Arrived in Uvita, we first had to return our rental car. Since this was new territory for both of us, we were a little tense, because one hears so many horror stories, as tourists are pulled over the table. But in retrospect, that was just unnecessary scaremongering, because everything worked smoothly. After 5 minutes we were already ready and waiting for our cab back to the accommodation. Shortly we changed our clothes, packed our diving goggles and camera and off we went to the beach of the national park. The small village is quite extensive and consists of the two districts Uvita and Bahía. After a short conversation with our landlady, she marked the entrance to the park on a map, so we soon found it after a short walk.
At the entrance we had to pay $6 per person, but for that we had the beach almost to ourselves. In addition to the numerous parrots, one can observe whales, dolphins and turtles in rare cases. The name of the national park Ballena means whale in German, because here was created a safe retreat for humpback whales, which are therefore the namesakes of the park. But besides the passing giants, another highlight reminds the name of the park, the sandbank in the shape of a whale's fin. At low tide, you can even walk out to sea on it and observe the beach panorama in the distance in the reflection of the shallow salt water, which in this scenery resembles a mirage. During our visit, there were at least 10 parrots roaming in the adjacent palm trees, making an incredible noise until something disturbed them and they moved on, startled. Caution should be taken with the rivers in the national park. It is possible that crocodiles are here, so keep your eyes open! And of course we were not spared from the tropical weather on this day. A heavy rain shower surprised us and we harrumphed for some time under a palm tree before we decided to march home in the rain.

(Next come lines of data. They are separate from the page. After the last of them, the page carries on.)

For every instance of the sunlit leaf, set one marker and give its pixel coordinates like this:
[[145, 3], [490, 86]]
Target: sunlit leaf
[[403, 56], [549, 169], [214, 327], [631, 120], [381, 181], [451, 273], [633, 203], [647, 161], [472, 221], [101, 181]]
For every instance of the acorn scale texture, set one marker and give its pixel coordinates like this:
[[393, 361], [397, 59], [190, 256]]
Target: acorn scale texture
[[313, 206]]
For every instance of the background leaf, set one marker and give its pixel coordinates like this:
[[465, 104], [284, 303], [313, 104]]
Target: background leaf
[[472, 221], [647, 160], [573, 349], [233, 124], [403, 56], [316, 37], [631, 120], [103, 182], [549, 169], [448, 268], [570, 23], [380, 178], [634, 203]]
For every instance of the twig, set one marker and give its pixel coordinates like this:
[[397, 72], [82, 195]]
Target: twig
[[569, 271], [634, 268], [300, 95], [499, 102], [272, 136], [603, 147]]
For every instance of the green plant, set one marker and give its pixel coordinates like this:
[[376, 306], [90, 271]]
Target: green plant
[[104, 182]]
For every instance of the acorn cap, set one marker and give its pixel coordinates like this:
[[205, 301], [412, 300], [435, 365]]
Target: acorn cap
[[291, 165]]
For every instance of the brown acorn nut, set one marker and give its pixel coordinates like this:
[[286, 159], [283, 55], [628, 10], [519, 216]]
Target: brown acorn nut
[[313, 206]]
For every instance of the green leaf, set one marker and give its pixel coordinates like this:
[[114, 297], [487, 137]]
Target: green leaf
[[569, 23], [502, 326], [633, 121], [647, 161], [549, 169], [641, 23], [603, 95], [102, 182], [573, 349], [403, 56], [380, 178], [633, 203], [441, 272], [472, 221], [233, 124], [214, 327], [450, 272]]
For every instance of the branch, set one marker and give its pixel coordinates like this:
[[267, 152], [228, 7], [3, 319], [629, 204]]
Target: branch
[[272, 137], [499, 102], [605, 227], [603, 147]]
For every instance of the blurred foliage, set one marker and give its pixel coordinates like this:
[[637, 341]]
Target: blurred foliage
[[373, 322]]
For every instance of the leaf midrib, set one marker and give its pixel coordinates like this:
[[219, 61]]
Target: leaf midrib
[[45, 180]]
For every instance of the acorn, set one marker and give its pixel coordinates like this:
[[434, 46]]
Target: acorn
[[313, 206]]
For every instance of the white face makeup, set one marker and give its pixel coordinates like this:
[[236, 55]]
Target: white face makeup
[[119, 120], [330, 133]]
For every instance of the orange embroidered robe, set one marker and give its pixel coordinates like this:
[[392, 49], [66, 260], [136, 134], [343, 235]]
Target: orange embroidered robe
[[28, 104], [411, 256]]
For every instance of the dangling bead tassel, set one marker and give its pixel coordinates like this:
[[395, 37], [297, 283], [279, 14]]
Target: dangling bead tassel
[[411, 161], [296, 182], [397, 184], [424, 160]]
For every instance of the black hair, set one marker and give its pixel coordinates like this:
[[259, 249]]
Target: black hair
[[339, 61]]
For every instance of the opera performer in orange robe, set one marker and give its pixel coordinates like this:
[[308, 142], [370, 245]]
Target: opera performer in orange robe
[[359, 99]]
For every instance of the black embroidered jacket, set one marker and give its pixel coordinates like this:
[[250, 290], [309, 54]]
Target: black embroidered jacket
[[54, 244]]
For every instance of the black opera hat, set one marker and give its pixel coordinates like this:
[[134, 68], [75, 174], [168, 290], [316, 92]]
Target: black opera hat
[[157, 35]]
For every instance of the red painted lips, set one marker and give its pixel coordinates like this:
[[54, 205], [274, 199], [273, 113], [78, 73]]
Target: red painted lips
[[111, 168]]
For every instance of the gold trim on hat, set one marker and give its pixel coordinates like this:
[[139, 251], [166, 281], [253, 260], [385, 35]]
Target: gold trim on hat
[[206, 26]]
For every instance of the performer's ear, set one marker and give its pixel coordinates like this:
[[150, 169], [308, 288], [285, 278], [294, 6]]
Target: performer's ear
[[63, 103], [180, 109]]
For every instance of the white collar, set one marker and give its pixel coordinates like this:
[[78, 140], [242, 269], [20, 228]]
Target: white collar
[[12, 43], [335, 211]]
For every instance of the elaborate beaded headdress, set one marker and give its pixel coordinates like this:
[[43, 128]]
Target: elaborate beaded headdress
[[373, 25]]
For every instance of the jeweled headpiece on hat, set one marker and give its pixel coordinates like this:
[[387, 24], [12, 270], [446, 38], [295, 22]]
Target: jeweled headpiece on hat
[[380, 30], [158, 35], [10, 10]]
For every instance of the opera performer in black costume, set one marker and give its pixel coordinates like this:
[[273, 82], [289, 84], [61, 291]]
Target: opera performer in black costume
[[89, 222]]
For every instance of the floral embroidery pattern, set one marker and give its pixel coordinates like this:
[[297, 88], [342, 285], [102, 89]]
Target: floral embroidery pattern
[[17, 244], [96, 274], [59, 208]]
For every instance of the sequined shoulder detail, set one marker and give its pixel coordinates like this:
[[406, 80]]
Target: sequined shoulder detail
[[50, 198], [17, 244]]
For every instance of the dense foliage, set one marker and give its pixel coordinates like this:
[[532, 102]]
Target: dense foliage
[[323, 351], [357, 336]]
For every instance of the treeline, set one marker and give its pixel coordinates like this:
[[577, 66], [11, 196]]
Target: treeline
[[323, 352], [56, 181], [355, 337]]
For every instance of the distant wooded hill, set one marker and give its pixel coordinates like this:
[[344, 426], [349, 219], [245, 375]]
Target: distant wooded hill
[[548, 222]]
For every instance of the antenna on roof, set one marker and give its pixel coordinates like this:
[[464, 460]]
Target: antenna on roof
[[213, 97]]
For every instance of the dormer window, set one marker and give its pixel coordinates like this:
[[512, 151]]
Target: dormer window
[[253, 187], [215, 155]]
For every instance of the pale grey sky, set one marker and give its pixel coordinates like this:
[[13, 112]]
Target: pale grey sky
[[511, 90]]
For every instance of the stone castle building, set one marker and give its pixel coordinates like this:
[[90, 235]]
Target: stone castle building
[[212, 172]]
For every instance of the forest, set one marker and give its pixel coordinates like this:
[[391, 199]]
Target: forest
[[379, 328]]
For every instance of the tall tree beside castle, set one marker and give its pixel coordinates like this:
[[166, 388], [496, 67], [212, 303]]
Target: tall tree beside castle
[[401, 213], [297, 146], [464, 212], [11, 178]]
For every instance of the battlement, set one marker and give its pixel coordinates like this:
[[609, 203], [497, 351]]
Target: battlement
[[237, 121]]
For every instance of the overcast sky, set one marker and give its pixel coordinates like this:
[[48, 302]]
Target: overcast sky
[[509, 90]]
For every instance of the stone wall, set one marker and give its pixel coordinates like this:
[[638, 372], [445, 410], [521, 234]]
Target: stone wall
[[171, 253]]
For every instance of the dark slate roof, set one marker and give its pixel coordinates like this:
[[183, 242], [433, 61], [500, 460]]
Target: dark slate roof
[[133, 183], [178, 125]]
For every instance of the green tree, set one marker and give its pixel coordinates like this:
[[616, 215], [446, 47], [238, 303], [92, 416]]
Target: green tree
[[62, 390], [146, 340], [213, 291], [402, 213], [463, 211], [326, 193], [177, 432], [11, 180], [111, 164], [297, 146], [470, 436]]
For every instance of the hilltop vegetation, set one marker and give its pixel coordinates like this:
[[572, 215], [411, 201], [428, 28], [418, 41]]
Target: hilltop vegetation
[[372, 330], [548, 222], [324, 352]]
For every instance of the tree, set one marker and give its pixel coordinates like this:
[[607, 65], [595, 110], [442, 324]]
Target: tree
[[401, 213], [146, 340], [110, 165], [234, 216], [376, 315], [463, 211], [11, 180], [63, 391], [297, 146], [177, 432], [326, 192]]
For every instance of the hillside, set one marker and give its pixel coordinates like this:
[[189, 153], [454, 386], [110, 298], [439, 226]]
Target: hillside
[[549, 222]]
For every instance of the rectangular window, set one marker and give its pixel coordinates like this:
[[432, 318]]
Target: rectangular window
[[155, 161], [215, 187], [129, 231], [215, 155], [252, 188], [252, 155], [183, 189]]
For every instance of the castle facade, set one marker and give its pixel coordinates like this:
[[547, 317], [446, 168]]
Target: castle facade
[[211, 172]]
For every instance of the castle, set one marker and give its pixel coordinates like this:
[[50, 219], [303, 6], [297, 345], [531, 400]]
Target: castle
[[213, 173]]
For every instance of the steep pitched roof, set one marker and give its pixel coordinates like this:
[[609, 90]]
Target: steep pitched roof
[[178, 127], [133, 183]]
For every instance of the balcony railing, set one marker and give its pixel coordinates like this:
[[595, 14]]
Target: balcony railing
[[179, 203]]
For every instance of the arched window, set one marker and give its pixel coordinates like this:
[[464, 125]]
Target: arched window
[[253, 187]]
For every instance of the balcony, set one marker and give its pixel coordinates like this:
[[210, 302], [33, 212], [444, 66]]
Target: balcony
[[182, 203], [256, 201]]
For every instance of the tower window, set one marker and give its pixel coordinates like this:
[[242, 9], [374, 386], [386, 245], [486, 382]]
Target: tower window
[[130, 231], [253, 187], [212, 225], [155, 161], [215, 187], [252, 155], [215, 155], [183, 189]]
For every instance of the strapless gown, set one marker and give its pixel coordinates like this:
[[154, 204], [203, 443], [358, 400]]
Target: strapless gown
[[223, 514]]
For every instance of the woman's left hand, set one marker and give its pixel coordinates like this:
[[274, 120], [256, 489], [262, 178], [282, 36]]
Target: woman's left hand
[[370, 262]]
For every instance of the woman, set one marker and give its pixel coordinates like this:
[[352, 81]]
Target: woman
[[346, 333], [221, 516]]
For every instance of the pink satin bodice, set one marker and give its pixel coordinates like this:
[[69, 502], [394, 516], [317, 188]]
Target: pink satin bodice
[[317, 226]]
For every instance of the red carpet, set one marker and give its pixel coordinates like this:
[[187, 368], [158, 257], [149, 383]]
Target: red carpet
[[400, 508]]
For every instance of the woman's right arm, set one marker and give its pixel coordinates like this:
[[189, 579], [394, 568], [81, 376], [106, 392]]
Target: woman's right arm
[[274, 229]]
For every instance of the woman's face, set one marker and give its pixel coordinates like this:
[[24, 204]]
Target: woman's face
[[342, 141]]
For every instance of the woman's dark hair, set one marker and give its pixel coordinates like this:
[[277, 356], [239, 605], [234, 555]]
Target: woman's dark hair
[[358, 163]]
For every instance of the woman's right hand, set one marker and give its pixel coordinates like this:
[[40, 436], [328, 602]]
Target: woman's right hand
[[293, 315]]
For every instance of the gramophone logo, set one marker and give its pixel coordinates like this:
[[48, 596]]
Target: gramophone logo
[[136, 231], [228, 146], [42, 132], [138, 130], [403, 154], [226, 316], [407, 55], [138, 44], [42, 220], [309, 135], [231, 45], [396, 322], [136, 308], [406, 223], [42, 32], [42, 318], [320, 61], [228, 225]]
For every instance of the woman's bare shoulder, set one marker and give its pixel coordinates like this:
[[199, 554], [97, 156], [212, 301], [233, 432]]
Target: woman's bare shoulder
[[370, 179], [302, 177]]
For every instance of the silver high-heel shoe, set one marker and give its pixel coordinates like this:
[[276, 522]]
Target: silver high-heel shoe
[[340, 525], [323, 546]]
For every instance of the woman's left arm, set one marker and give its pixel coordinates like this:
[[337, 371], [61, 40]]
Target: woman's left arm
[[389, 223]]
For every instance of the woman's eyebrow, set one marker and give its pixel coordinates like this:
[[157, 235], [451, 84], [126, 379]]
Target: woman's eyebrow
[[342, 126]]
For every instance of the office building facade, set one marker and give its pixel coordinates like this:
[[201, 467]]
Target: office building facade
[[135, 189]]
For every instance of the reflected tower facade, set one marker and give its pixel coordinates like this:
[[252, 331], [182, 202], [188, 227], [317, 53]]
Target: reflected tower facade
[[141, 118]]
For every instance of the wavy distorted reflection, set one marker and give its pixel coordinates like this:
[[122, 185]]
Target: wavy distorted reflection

In the evening, we were drawn to Café Sibu, which is located directly on the main road in the direction of Bario la Colonia. In addition to the tourist information, a supermarket and a bank, there are a few small stores and of course the car rental, where we left our rental car. And so we let the evening end with a delicious hamburger and a few cocktails. A strenuous travel day should follow, because it went to Drake Bay in the southwest of Costa Rica.